Antoine Girbal's Corner: How to speed up MongoDB Map Reduce by 20x

Antoine Girbal's Corner: How to speed up MongoDB Map Reduce by 20x

EasyMock Delegation: Testing Twitter... without Twitter

image

So you’ve decided the pain of maintaining your third-party unit tests have finally outweighed the pain of reworking them into something more predictable, and you’ve entered into the wild world of mock objects. There’s no way around it, really… it was bound to happen. Look, even if your app didn’t talk to a third-party service, you’d still want to prevent any possible variation in the environment in which your test is running, outside of the exact thing you’re testing, making all things absolutely predictable. This way if your tests fail, you’ll know exactly where to look. But why am I telling you this? You are all pros! There are many resources out there for the “hows” and “whys” of mock objects, but if you’re already familiar with the concepts and libraries, this post is for you.

This is a post about how to use EasyMock for mocking Twitter, and how you can use Delegation to allow you to accomplish certain things more directly in dealing with complex implementations you’d otherwise have to do yourself.

Disclaimer: We’re using EasyMock, But you might also wanna check out jMock and Mockito as other options.

The Use Case

So let’s say you’ve built an app that integrates with a thirdparty API such as Twitter, and so you’ll probably want to test your app against specific responses from Twitter to make sure the business logic is performing correctly. For example, let’s just say every time Justin Bieber gets retweeted, your app sets off a fireworks show. Now, your unit tests want to test this behavior and you are using EasyMock to mock whatever home grown REST client you’ve written, returning the mock JSON response you’ve put together. You set your Expectations and Answers, and voila! You’ve mocked Twitter!

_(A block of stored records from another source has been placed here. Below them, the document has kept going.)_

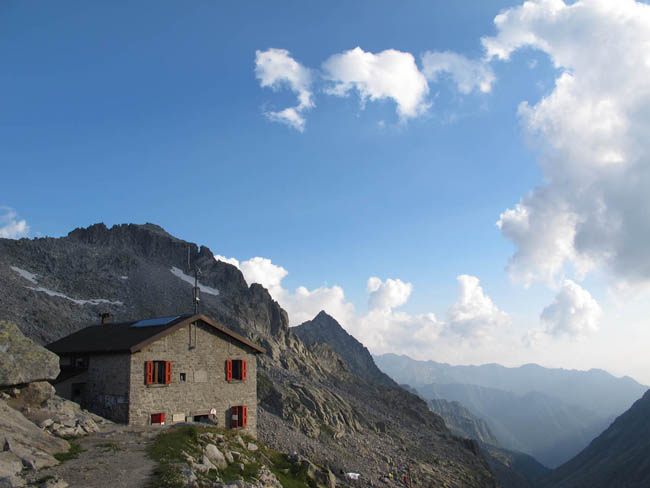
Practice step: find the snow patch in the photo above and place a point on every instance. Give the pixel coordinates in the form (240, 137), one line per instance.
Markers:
(92, 301)
(31, 277)
(190, 279)
(25, 274)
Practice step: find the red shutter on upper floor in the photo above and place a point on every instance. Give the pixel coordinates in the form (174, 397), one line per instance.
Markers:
(228, 370)
(234, 417)
(168, 372)
(148, 377)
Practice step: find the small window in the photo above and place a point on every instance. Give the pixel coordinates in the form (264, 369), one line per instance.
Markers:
(236, 369)
(158, 372)
(238, 416)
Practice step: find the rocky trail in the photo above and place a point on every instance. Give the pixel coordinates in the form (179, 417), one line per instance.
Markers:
(115, 456)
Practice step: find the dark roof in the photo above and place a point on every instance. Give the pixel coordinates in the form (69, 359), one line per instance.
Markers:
(125, 337)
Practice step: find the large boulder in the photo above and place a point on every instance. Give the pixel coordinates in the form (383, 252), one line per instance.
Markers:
(22, 360)
(34, 447)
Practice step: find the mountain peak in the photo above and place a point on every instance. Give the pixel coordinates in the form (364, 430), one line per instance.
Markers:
(324, 329)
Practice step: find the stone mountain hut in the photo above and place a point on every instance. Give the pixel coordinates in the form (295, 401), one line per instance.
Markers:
(161, 370)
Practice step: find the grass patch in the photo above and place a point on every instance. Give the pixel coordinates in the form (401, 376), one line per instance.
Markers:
(42, 480)
(232, 472)
(72, 453)
(167, 450)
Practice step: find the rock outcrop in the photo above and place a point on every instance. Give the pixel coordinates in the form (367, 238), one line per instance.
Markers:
(22, 360)
(316, 403)
(324, 329)
(620, 456)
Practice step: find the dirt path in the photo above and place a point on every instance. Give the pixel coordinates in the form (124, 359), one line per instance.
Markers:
(113, 457)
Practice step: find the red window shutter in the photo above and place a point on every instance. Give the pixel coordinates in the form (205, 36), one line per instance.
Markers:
(148, 378)
(228, 370)
(168, 372)
(234, 417)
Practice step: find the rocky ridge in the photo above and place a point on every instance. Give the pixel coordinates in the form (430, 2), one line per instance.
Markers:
(324, 329)
(315, 403)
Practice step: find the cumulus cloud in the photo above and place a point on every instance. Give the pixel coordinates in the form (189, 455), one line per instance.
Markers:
(302, 304)
(390, 74)
(591, 211)
(11, 227)
(473, 318)
(474, 314)
(574, 312)
(275, 68)
(387, 295)
(469, 75)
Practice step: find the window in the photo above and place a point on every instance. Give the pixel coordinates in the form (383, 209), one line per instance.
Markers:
(236, 369)
(238, 416)
(158, 372)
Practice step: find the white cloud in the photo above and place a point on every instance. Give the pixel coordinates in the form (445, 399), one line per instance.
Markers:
(466, 73)
(232, 261)
(574, 312)
(474, 314)
(473, 319)
(10, 226)
(591, 210)
(389, 74)
(275, 68)
(387, 295)
(263, 271)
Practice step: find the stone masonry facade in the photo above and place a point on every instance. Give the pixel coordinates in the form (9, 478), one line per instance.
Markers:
(198, 353)
(114, 384)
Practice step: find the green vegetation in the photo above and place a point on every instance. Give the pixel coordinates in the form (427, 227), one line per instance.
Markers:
(72, 453)
(288, 474)
(170, 447)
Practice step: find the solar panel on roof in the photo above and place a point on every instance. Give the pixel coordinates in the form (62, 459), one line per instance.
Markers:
(156, 321)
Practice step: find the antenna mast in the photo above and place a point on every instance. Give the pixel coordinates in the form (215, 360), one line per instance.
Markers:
(196, 289)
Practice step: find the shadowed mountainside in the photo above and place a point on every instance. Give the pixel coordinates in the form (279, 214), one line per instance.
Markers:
(619, 457)
(310, 399)
(323, 329)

But then you realize that popular thirdparty Java clients exist for a reason, and instead of going through the process maintaining every single endpoint that Twitter provides, you decide to switch to something like Twitter4J, which makes integrating with Twitter very easy (it really does). So you figure, “I’ll just Mock Twitter4J”, and it should be easy, right? Wrong. Here’s why:

Twitter4J’s User Timeline endpoint is defined as:

ResponseList<Status> Twitter.getUserTimeline()

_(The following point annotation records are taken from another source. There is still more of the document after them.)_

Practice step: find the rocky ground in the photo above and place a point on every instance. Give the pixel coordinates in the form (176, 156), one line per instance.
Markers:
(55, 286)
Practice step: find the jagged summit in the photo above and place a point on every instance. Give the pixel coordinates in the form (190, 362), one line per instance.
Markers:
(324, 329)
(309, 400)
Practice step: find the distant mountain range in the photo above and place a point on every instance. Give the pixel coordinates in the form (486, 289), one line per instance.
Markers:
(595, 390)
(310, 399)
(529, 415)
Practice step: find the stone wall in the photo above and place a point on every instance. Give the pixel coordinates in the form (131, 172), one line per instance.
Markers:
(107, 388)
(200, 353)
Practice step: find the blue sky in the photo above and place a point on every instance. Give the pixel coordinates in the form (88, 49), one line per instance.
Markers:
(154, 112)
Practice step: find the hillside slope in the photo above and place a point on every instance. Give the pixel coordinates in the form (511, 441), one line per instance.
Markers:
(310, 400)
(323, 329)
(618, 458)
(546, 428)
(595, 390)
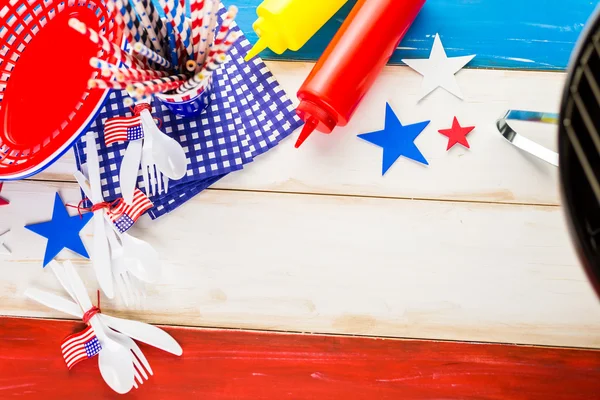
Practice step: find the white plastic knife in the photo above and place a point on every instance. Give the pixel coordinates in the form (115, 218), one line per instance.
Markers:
(101, 256)
(130, 167)
(146, 333)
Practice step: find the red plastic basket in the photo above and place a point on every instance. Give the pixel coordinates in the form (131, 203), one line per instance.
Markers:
(44, 70)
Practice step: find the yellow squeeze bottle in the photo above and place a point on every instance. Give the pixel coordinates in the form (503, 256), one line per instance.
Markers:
(289, 24)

And this is the code you expect to write:

ResponseList<Status> list = ... // Figure out how to construct a ResponseList object with the Statuses you want.
Twitter mockTwitter = createMock(Twitter.class);expect(mockTwitter.getUserTimeline(EasyMock.isA(String.class), EasyMock.isA(Paging.class))).andReturn(list);

… but you you find yourself in a rabbit hole. At this point you’ve just painfully realized that to create the ResponseList object with custom JSON is not exactly trivial and here’s why: ResponseList is an interface, and so is Status. Are there implementations? Well, if you follow the Twitter4J source far down enough, you’ll find a series of factories that translate the JSON responses from the HttpResponse objects into implementations of the return types we’re working with. It’s a lot of code to write! If you want to put all the control of the response in your hands, because essentially you’re going to have to recreate what’s being done under the hood for Twitter4J. So, I’ve put together some code so you can easily mock Twitter4J’s getUserTimeline(), in a way that puts control back in your hands that uses some of EasyMock’s tricks, without writing a lot of code. So without further ado:

* Drumroll *

Step 1: Define Your JSON Response

This is the hard part :) Creating your own custom tweets as JSON Strings is such a pain. So do yourself a favor and run a few calls against Twitter, copy/paste, escape all those quotes, and make any necessary changes via grep.. etc. So let’s say in your unit test, you’ll want the first Twitter UserTimeline call to returns 30 statuses from Oprah, the second call to return 20 statuses from Justin Bieber, and the last call returns nothing, your String array looks something like:

public static String OPRAH_RESPONSE  = "[ { ... // 30 statuses from Oprah
public static String JBIEBER_RESPONSE = "[ { ..// 20 statuses from Biebs
public static String EMPTY_RESPONSE = "[]"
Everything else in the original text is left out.